Mar 26, 2020 | 08:50 AM | Singapore | Lee Allen

Tags  Bangladesh, ferrous scrap, HMS 1&2 (80:20) scrap, shredded scrap, US West Coast scrap

Prices for bulk cargoes of ferrous scrap imported to Bangladesh sank on Thursday as scrap-heavy steel mills showed less appetite for material, market sources told Fastmarkets.

Mills in Bangladesh have been on a bulk-scrap buying bonanza for much of March - securing at least nine bulk cargoes from the United States, Japan and Australia during the month.

But purchasing has declined drastically in recent days amid higher inventories and the imposition of a Bangladesh-wide lockdown in response to the spread of the coronavirus (Covid-19) in the nation.

Fastmarkets’ price assessment for bulk cargoes of steel scrap, HMS 1&2 (80:20), deep-sea origin, import, cfr Bangladesh was $240-250 per tonne cfr on March 26, down $25-30 per tonne from $270-275 per tonne one week earlier.

“I guess Bangladesh has completed purchases for now. There is a possibility that they’ll stay out of the market for a few months, having stocked up on higher than normal inventories,” one South Asian trader source said.

A mill in Bangladesh booked a 25,500-tonne cargo of Australia-origin material at $265 per tonne cfr Bangladesh for HMS 1&2 (80:20) and at $270 per tonne cfr for shredded on Thursday March 19. Two further bookings for Japanese H1:H2 and Shindachi were heard at $265 per tonne cfr and $287 per tonne cfr respectively late last week.

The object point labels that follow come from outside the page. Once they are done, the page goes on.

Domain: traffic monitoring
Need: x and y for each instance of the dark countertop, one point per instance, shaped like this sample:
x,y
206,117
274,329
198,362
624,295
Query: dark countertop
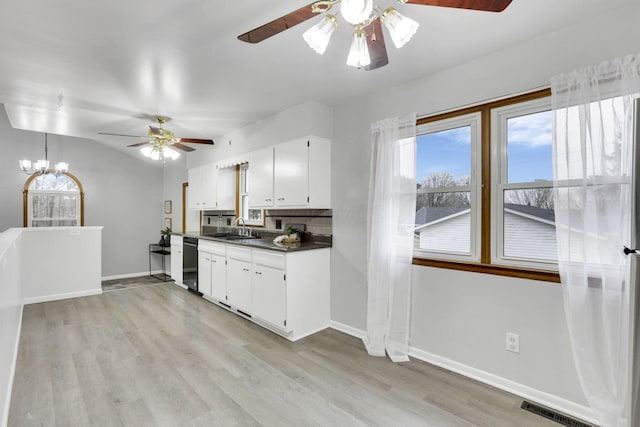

Offer prices for HMS 1&2 (80:20) from the US West Coast tanked to $250 per tonne cfr Bangladesh this week, from $275-280 per tonne cfr one week prior, with bids heard at $240 per tonne cfr and below. But despite the lower prices on offer, mills showed little interest in fresh orders.

“Offer prices have fallen but with the coronavirus spreading, not everyone is buying,” one Bangladesh-based steelmaker source told Fastmarkets.

The virus has the potential to wreak both social and economic havoc in the country, according to the steelmaker.
“Bangladesh is a dense country like Singapore, but unlike Singapore, there is a lot of industry here,” he said.

“These are very very challenging times for all concerned,” a second South Asian trader said.

Bangladesh instituted a national lockdown on Tuesday following four deaths and at least 39 infections due to Covid-19.

The nationwide lockdown imposed in India from March 25 is also likely to hamper the ease of doing business in Bangladesh’s steel sector, with traders facing problems opening letters of credit at Indian banks.

Bangladesh is heavily reliant on importing Indian direct-reduced iron (DRI) as a feedstock in its induction furnaces, together with both imported and local grades of ferrous scrap.

Fastmarkets’ price assessment for direct reduced iron domestic, exw India was 17,700-17,900 rupees ($232) per tonne on March 20, down by 1,000 rupees per tonne week on week.